Networkx is a commonly used tool for analysis of network-data. If your analytics use cases require the use of all your graph data, for example, to summarize graph structure, or answer global path traversal queries, then using the ArangoDB Pregel API is recommended. If your analysis pertains to a subgraph, then you may be interested in getting the Networkx representation of the subgraph for one of the following reasons:

1. An algorithm for your use case is available in Networkx.
2. A library that you want to use for your use case works with Networkx Graphs as input.

Installation

Latest Release

pip install adbnx-adapter

Current State

pip install git+https://github.com/arangoml/networkx-adapter.git

Quickstart

Open In Collab

Also available as an ArangoDB Lunch & Learn session: Graph & Beyond Course #2.9

from arango import ArangoClient # Python-Arango driver
from networkx import grid_2d_graph # Sample graph from NetworkX

from adbnx_adapter import ADBNX_Adapter

# Let's assume that the ArangoDB "fraud detection" dataset is imported to this endpoint
db = ArangoClient(hosts="http://localhost:8529").db("_system", username="root", password="")

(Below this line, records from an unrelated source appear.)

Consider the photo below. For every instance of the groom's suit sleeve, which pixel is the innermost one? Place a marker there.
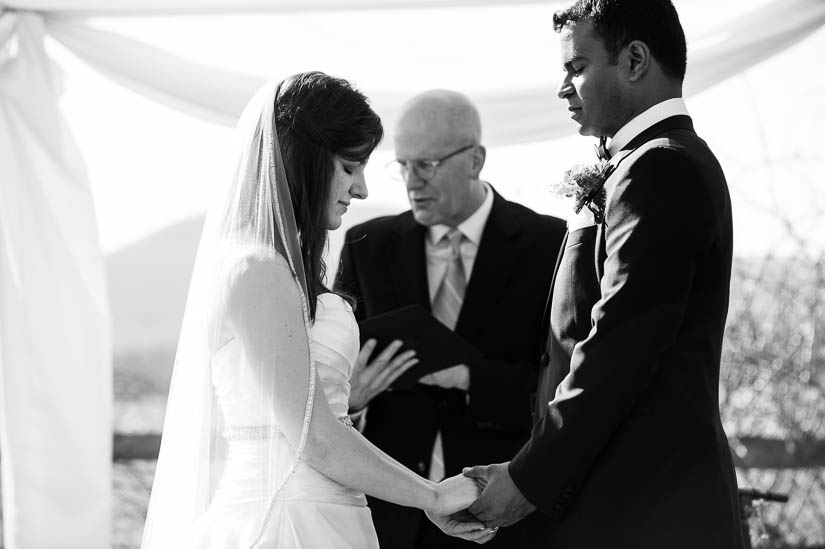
(661, 215)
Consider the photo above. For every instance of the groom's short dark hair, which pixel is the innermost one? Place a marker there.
(619, 22)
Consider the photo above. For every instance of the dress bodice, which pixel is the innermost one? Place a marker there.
(334, 344)
(259, 455)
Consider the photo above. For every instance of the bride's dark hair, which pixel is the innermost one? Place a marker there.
(318, 117)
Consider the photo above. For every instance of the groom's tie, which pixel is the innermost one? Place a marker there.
(601, 149)
(446, 307)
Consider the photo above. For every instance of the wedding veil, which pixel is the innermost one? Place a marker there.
(254, 219)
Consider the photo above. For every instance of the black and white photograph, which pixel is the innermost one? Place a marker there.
(430, 274)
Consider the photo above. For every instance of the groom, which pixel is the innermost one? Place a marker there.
(628, 449)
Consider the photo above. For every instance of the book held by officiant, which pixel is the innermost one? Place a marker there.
(436, 346)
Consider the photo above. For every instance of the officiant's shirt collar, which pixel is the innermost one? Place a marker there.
(473, 226)
(653, 115)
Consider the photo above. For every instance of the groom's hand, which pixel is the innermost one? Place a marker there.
(463, 525)
(501, 503)
(372, 377)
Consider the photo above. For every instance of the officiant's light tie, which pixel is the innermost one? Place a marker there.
(450, 295)
(446, 308)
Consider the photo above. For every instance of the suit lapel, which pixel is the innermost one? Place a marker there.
(409, 266)
(493, 266)
(545, 319)
(678, 122)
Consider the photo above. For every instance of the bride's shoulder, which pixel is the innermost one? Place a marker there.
(245, 267)
(334, 302)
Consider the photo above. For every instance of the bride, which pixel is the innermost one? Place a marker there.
(257, 449)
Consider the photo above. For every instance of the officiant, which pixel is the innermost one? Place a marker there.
(480, 265)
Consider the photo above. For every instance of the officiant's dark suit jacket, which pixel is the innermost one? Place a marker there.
(628, 450)
(384, 268)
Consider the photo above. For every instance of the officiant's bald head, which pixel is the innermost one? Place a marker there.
(438, 148)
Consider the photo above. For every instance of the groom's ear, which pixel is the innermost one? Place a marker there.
(637, 59)
(479, 156)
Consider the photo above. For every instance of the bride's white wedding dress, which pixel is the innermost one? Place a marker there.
(311, 510)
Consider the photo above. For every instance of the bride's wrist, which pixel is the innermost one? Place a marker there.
(434, 500)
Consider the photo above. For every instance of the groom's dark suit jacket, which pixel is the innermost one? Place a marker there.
(384, 268)
(628, 450)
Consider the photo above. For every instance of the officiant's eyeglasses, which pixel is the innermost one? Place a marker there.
(423, 167)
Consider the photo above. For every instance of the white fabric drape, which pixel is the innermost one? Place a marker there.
(518, 116)
(84, 8)
(55, 367)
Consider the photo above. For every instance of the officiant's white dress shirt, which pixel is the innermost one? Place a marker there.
(439, 257)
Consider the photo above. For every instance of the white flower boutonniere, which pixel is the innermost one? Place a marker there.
(585, 184)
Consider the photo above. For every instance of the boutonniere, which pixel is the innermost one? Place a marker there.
(585, 184)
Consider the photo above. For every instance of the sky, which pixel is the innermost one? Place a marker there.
(150, 166)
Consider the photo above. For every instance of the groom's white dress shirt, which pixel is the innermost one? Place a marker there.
(638, 124)
(644, 120)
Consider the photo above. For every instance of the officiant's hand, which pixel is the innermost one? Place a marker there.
(455, 377)
(370, 378)
(501, 503)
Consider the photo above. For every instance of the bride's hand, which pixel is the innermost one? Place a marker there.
(455, 494)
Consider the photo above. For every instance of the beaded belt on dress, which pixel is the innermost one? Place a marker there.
(263, 432)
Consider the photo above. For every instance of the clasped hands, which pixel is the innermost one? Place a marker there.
(475, 511)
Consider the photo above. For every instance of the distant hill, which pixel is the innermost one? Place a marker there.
(148, 284)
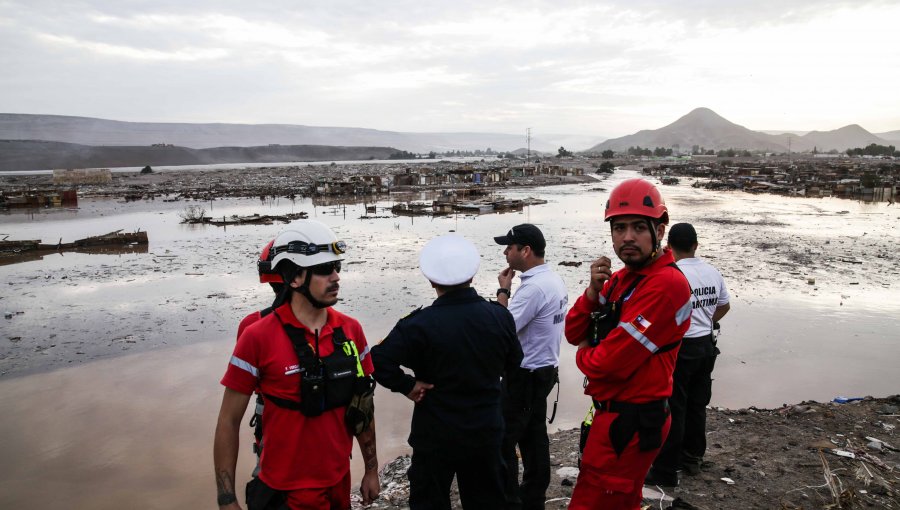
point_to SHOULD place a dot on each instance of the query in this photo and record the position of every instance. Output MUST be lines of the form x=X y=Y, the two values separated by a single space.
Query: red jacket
x=623 y=367
x=300 y=452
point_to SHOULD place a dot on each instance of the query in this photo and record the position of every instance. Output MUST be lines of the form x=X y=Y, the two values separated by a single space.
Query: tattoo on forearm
x=224 y=483
x=370 y=456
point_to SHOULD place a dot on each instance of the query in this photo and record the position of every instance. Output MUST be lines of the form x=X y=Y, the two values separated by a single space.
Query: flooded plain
x=109 y=363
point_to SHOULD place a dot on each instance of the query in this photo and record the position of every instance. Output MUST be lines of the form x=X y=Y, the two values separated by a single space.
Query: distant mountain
x=91 y=131
x=42 y=155
x=709 y=130
x=847 y=137
x=891 y=136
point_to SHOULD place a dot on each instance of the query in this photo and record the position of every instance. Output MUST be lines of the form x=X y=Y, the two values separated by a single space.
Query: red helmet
x=267 y=273
x=638 y=197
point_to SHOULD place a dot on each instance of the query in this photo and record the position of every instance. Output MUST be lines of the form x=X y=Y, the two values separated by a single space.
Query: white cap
x=449 y=260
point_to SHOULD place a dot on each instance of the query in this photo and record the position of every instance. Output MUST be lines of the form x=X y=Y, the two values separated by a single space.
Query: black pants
x=691 y=393
x=525 y=412
x=479 y=477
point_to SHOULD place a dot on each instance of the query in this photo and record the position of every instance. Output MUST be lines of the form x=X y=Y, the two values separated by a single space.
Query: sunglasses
x=326 y=269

adbnx_adapter = ADBNX_Adapter(db)

# Use Case 1.1: ArangoDB to NetworkX via Graph name
nx_fraud_graph = adbnx_adapter.arangodb_graph_to_networkx("fraud-detection")

# Use Case 1.2: ArangoDB to NetworkX via Collection names
nx_fraud_graph_2 = adbnx_adapter.arangodb_collections_to_networkx(
    "fraud-detection", 
    {"account", "bank", "branch", "Class", "customer"}, # Vertex collections
    {"accountHolder", "Relationship", "transaction"} # Edge collections
)

# Use Case 1.3: ArangoDB to NetworkX via Metagraph
metagraph = {
    "vertexCollections": {
        "account": {"Balance", "account_type", "customer_id", "rank"},
        "customer": {"Name", "rank"},
    },
    "edgeCollections": {
        "transaction": {"transaction_amt", "sender_bank_id", "receiver_bank_id"},
        "accountHolder": {},
    },
}
nx_fraud_graph_3 = adbnx_adapter.arangodb_to_networkx("fraud-detection", metagraph)

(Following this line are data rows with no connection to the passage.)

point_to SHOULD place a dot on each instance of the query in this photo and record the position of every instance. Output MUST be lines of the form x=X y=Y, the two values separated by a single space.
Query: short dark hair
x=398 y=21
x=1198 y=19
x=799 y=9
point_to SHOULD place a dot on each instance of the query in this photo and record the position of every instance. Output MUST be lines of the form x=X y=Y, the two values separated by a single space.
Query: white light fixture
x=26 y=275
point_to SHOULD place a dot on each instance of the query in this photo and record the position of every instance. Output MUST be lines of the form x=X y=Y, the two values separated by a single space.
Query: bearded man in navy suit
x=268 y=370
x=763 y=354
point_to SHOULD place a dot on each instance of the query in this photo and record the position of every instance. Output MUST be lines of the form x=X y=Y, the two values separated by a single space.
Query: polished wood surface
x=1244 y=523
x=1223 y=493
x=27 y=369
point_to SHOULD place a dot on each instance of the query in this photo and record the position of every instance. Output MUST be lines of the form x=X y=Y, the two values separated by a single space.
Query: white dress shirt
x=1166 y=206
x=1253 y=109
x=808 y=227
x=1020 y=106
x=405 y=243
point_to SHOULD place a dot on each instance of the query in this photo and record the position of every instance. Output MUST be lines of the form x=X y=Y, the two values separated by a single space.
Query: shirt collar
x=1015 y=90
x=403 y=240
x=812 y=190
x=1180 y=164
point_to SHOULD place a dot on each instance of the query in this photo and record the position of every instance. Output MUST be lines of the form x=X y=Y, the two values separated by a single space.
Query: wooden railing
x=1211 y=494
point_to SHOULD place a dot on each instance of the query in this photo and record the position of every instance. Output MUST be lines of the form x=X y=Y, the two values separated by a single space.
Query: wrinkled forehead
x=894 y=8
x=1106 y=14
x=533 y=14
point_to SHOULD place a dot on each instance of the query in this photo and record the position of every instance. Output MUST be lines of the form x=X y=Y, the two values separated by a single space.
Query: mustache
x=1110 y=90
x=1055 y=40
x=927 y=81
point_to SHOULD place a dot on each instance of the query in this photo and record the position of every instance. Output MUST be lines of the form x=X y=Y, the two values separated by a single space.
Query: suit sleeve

# Use Case 2: NetworkX to ArangoDB
nx_grid_graph = grid_2d_graph(5, 5)
adb_grid_edge_definitions = [
    {
        "edge_collection": "to",
        "from_vertex_collections": ["Grid_Node"],
        "to_vertex_collections": ["Grid_Node"],
    }
]
adb_grid_graph = adbnx_adapter.networkx_to_arangodb("Grid", nx_grid_graph, adb_grid_edge_definitions)

Development & Testing

Prerequisite: arangorestore

  1. git clone https://github.com/arangoml/networkx-adapter.git
  2. cd networkx-adapter
  3. (create virtual environment of choice)
  4. pip install -e .[dev]
  5. (create an ArangoDB instance with method of choice)
  6. pytest --url <> --dbName <> --username <> --password <>

Note: A pytest parameter can be omitted if the endpoint is using its default value:

def pytest_addoption(parser):
    parser.addoption("--url", action="store", default="http://localhost:8529")
    parser.addoption("--dbName", action="store", default="_system")
    parser.addoption("--username", action="store", default="root")
    parser.addoption("--password", action="store", default="")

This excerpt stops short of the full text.